Os graduados eram já os da segunda geração...Todos "piras"...Tu e o António Duarte que são da terceira, podem e devem esclarecer o que se passou nessa operação para os lados do Poindom / Ponta do Inglês...

Dessa vez não foi o Spínola, mas o Polidoro Monteiro que, metendo-se a caminho pelo mato fora, foi ao encontro dos grupos de combate da CCAÇ 12 que terão "acampado" no mato, aparentemente recusando-se a cumprir a missão que lhes fora destinada...

O assunto é muito melindroso, ignoro as razões da alegada insubordinação, mas terá havido consequências disciplinares...Enfim, falta-me informação dos protagonistas e de fontes independentes (, se é que as há).

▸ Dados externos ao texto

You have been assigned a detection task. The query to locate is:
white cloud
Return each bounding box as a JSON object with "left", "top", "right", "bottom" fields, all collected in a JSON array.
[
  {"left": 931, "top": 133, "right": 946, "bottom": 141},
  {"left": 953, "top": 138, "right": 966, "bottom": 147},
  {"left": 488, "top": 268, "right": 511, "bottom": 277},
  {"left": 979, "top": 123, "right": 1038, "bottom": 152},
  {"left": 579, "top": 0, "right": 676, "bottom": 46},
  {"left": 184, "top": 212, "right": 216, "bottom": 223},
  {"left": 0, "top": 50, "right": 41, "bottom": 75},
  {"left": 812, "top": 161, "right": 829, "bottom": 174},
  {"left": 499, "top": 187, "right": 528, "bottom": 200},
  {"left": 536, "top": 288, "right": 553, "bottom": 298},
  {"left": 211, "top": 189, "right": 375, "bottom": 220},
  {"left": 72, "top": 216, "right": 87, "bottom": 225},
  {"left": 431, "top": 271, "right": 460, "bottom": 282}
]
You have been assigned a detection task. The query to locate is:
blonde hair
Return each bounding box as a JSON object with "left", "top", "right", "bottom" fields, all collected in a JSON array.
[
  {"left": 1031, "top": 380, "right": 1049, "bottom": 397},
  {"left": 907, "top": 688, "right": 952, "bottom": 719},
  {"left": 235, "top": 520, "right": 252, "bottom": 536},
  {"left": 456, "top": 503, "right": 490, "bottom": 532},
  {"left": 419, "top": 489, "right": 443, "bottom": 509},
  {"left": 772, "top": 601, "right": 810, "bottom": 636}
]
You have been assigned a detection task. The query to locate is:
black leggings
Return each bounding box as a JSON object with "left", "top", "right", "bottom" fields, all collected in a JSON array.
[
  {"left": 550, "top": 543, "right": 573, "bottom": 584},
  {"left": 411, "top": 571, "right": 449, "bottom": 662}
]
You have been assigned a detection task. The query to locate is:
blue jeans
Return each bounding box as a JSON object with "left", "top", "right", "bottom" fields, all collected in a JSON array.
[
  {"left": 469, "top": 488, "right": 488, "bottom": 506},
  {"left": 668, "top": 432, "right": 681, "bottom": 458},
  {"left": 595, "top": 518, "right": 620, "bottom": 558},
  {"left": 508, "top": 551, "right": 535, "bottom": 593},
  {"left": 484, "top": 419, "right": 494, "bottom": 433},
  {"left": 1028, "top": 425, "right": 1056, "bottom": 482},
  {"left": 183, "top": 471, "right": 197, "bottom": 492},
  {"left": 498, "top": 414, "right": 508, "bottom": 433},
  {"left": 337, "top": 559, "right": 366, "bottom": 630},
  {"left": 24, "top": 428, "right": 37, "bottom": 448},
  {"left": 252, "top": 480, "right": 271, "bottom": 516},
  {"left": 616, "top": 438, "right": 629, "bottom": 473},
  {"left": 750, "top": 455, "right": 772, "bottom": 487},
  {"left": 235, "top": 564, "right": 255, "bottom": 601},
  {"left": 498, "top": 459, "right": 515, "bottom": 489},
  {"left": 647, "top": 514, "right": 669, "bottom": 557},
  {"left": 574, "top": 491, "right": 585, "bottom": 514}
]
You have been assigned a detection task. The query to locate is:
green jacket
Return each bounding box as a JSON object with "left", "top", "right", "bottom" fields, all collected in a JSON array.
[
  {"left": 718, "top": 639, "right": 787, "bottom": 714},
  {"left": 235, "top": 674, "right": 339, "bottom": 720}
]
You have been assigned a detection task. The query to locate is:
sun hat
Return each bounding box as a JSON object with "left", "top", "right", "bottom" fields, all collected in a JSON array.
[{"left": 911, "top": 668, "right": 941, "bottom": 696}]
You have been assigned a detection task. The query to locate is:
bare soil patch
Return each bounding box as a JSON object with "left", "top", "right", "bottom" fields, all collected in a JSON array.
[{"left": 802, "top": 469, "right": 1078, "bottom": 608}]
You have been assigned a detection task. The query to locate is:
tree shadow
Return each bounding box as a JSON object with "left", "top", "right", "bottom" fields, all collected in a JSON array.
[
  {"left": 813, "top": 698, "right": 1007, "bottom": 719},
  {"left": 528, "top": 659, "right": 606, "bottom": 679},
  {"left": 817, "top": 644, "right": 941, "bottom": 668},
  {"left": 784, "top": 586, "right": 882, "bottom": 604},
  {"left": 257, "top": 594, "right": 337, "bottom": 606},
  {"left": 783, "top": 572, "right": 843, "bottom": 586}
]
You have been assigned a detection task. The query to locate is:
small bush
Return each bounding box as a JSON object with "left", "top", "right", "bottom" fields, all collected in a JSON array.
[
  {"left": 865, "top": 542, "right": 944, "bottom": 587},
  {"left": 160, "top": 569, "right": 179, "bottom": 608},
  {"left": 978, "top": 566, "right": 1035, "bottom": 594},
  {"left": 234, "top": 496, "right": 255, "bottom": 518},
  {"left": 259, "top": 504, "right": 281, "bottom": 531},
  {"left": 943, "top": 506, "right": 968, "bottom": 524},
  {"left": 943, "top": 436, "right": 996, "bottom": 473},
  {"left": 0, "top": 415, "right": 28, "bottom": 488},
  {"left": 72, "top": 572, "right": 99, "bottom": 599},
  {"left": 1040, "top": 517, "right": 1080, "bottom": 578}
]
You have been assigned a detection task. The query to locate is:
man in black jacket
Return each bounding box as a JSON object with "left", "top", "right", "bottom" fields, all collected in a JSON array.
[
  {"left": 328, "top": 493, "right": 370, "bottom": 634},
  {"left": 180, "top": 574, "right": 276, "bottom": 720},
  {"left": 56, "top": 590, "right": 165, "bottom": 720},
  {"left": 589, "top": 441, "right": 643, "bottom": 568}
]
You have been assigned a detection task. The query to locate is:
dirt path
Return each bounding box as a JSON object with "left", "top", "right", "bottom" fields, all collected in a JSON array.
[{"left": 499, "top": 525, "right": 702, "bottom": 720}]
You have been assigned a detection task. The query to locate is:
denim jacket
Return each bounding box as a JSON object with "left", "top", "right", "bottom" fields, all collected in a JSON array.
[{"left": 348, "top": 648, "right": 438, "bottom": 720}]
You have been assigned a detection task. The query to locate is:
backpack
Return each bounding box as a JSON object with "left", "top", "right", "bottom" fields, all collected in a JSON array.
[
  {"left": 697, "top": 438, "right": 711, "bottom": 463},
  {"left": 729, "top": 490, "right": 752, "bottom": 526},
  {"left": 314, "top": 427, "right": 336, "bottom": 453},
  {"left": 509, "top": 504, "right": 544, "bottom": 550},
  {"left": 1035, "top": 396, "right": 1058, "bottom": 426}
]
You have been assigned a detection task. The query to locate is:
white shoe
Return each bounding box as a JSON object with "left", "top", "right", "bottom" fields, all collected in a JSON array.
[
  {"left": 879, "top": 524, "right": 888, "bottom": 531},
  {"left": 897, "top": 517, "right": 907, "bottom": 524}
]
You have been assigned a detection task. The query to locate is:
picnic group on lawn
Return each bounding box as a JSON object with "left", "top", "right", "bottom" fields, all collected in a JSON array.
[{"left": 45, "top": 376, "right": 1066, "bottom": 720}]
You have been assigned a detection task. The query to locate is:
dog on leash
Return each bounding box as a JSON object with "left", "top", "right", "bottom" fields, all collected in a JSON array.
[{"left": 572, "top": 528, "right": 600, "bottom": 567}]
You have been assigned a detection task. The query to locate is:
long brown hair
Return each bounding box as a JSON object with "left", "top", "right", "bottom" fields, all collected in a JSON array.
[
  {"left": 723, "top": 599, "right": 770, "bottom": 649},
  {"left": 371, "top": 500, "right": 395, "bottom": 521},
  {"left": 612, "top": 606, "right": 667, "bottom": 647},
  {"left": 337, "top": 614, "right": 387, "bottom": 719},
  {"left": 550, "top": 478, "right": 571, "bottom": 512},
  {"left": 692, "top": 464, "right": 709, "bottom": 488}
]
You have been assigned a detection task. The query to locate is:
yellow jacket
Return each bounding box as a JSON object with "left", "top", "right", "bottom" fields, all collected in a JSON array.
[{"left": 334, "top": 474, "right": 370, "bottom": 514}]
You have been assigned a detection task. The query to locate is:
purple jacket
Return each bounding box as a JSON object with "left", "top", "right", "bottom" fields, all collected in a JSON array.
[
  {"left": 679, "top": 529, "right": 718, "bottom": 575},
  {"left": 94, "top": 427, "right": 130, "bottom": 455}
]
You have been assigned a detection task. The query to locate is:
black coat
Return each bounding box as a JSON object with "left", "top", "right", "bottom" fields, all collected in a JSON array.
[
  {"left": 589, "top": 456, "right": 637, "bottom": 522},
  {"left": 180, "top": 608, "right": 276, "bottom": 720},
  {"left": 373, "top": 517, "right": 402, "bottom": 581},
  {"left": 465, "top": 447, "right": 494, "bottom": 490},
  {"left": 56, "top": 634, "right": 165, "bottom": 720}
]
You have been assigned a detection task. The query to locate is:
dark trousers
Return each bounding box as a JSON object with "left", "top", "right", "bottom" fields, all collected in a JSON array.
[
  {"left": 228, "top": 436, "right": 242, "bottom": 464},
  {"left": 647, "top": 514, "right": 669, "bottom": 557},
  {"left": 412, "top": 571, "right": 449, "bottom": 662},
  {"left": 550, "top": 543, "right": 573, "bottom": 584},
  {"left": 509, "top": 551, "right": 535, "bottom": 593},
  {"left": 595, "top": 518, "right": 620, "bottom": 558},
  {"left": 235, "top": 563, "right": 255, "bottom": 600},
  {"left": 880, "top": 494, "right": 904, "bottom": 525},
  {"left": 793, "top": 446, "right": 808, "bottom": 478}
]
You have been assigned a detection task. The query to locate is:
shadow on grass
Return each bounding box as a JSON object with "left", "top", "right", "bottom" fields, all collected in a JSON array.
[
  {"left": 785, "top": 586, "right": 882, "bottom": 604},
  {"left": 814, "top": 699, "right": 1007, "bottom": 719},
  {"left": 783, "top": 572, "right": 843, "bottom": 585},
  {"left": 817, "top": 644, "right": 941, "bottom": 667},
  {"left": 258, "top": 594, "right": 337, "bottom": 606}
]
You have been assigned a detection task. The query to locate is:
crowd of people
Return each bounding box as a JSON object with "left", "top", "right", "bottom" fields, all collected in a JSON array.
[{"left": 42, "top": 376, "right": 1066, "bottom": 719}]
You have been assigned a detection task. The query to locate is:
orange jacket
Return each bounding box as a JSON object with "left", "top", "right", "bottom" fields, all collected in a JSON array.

O Jorge Araújo também deve saber algo mais sobre o que se passou em março de 1973...De qualquer modo, em finais de março de 1973, a CART 3494 foi para Mansambo e a CCAÇ 12, contrariada ou não, foi para o Xime...

Abraço. Festas boas e quentes. Luís

PS - Tenho pena, João, que não queiras sentar te aqui connosco à sombra do nosso poilão, apesar dos meus reiterados convites. Podíamos ao menos falar pelo telefone...Aliás, não precisas de convite. O blogue é teu/nosso.